El demonio está de regreso. No sé si correr o enfrentarme a él junto con Amel.
Lestat de Lioncourt
El asfalto ardía y una ligera pátina
se veía en el horizonte. La noche aún no había caído. El sol
estaba a punto de manchar el cielo de un rojizo y turbio atardecer.
El púrpura daría paso a la oscuridad absoluta, sin estrellas
visibles y sin necesidad de ellas. Ya habían suficientes estrellas
en los disparatados logotipos y carteles de neón que daban la
bienvenida a los diversos tugurios de la ciudad, así como casas de
juegos y restaurantes de dudosa reputación.
El barrio parecía en calma de no ser
por el sonido, no muy lejano, de las sirenas de policía. Un atraco
que salió mal en una gasolinera, un muerto y varios heridos, el
dinero manchado de sangre, como sus manos, y las ilusiones volando
por los aires como todos los sueños que alguna vez contuvo aquel
enganchado a la droga más barata y mortal. Todos estamos condenados,
pero algunos se condenan solos por las tentaciones de demonios con
piel de cordero.
El termómetro colocado en la
marquesina de publicidad, donde se desnuda sensualmente dos amantes
en un caro anuncio de perfumería barata, marcan más de cuarenta
grados. Es un trozo de infierno sobre la tierra. Debería sentirme
como en casa, pero la contaminación nubla mi vista y me provoca
rechazo. En una librería cercana, de las pocas que existen en un
lugar así, puedo ver el último libro de las Crónicas Vampíricas.

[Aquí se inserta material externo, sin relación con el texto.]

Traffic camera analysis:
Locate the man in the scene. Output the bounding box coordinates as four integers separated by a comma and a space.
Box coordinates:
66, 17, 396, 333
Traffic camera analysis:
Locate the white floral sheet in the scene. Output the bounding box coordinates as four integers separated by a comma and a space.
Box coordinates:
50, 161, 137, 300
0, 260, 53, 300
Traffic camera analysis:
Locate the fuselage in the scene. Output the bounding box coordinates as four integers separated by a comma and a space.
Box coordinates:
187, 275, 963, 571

Es muy elegante, muy sutil y muy estúpido.
—Los demonios existen—murmuré
despejando, de varios largos mechones rubios, mi frente antes de
cruzar la calzada sin mirar, como cualquier estúpido adolescente.

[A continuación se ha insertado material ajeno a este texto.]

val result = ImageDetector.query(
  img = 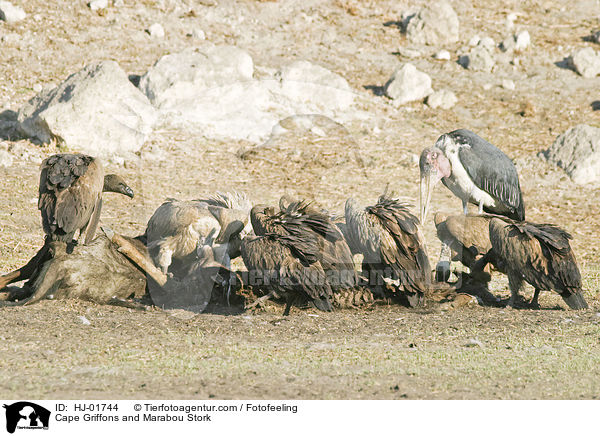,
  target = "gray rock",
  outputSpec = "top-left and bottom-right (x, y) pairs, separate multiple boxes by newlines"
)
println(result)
(88, 0), (108, 11)
(146, 23), (165, 38)
(0, 149), (13, 168)
(569, 47), (600, 79)
(0, 1), (27, 23)
(463, 43), (496, 73)
(540, 124), (600, 185)
(406, 0), (459, 45)
(385, 64), (433, 106)
(17, 61), (157, 156)
(427, 89), (458, 109)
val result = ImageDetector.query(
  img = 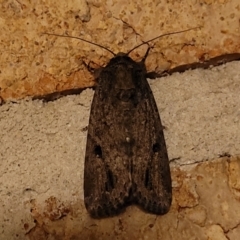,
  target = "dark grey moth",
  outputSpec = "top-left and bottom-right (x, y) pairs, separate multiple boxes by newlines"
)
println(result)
(45, 27), (197, 218)
(84, 48), (172, 217)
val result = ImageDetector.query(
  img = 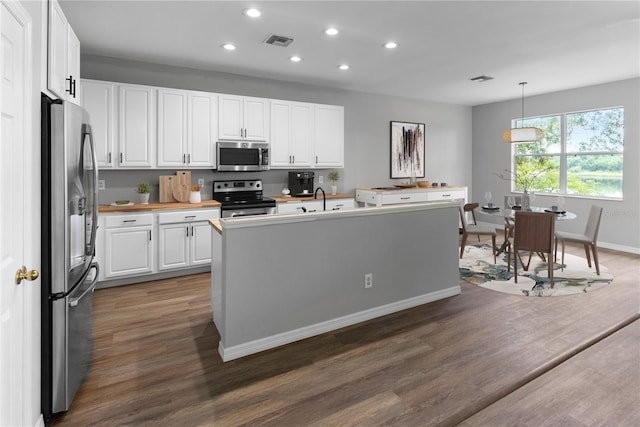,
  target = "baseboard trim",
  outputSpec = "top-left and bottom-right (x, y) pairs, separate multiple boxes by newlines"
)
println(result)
(218, 285), (461, 362)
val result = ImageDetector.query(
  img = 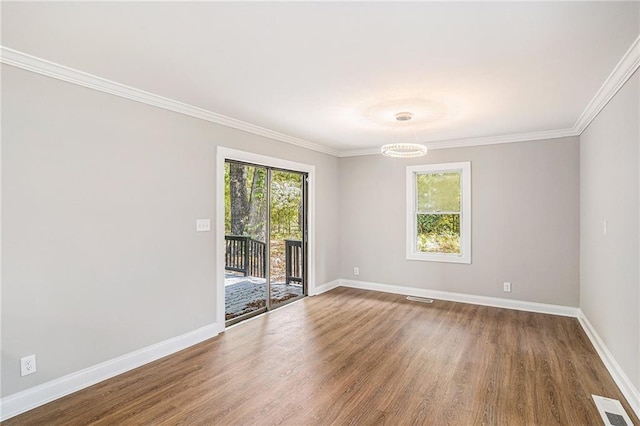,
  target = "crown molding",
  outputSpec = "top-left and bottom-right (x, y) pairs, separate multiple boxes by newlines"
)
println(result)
(338, 129), (579, 157)
(573, 36), (640, 134)
(0, 46), (339, 156)
(5, 36), (640, 157)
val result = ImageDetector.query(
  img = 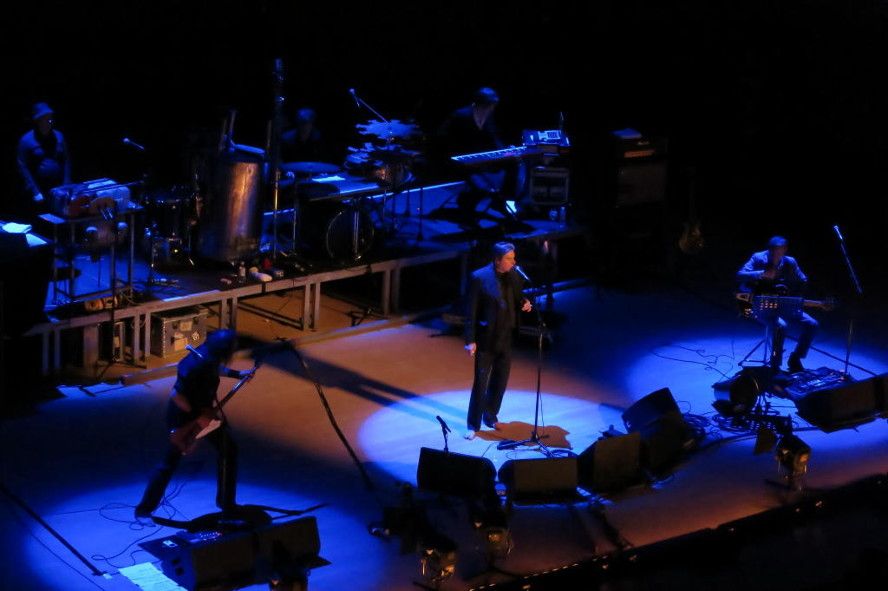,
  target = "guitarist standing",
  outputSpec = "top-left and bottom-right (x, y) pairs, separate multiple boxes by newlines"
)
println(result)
(737, 236), (817, 373)
(135, 330), (251, 519)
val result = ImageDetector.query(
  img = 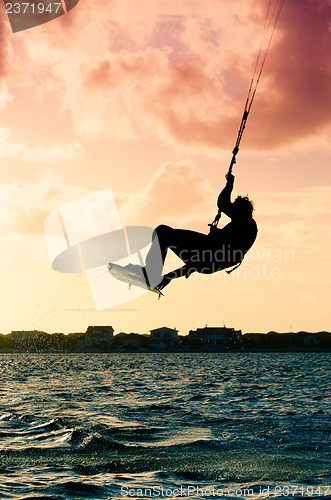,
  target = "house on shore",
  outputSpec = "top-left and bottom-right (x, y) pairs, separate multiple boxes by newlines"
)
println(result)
(188, 326), (242, 351)
(82, 326), (114, 351)
(149, 326), (178, 349)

Una vez al otro lado, frente a aquel lugar de “culto” a la
ignorancia y la sabiduría, pegué mis manos al vidrio e hice arder
aquel para nada barato ejemplar de bolsillo—. El demonio ha
regresado, príncipe.
De inmediato la alarma contra incendios
sonó y empezó a empapar los restantes ejemplares, incluyendo las
santas escrituras de diversas religiones. Poseo una santa paciencia
para ese estúpido, pero me estoy cansando. No soy un lechado de
virtudes y él no debería tentarme demasiado.

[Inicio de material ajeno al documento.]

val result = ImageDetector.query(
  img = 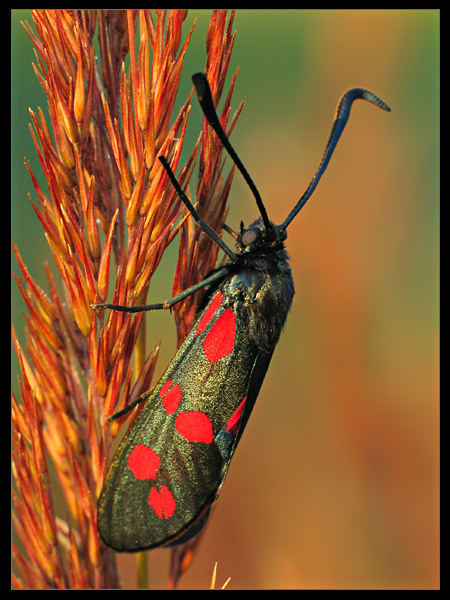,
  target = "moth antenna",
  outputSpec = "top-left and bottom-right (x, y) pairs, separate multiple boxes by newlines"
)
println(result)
(192, 73), (272, 229)
(280, 87), (391, 231)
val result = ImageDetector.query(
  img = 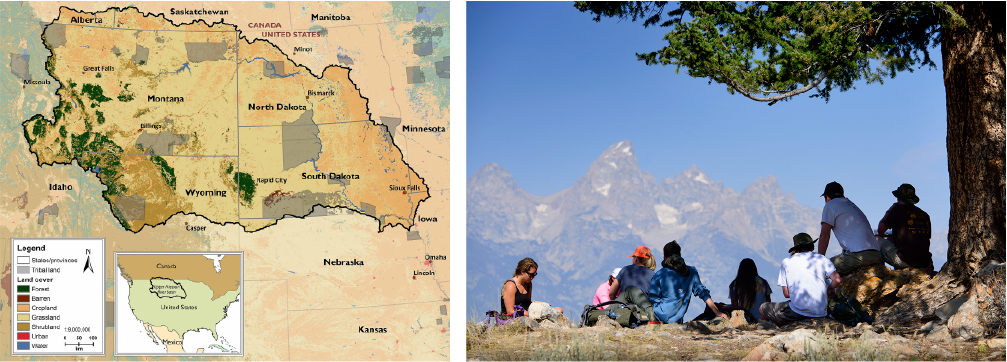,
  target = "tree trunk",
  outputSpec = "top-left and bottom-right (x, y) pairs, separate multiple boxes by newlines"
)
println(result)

—Ahora tienes algo preciado que
perder... —dije regodeándome en el placer de conocer de primera
mano la belleza de Viktor, el cual ni siquiera reparó en mí. Tan
estúpido como su padre, tan heróico y hermoso—. He vuelto...
Saqué mi móvil del bolsillo y conecté
con la emisora de Benjamín. Desde hacía horas emitía un programa
donde se hablaba de las últimas noticias sobre Lestat y su hermosa
tribu. Se deshacía en halagos hacia el su príncipe y yo deseaba
retorcerle el cuello. Él era mío. Mío.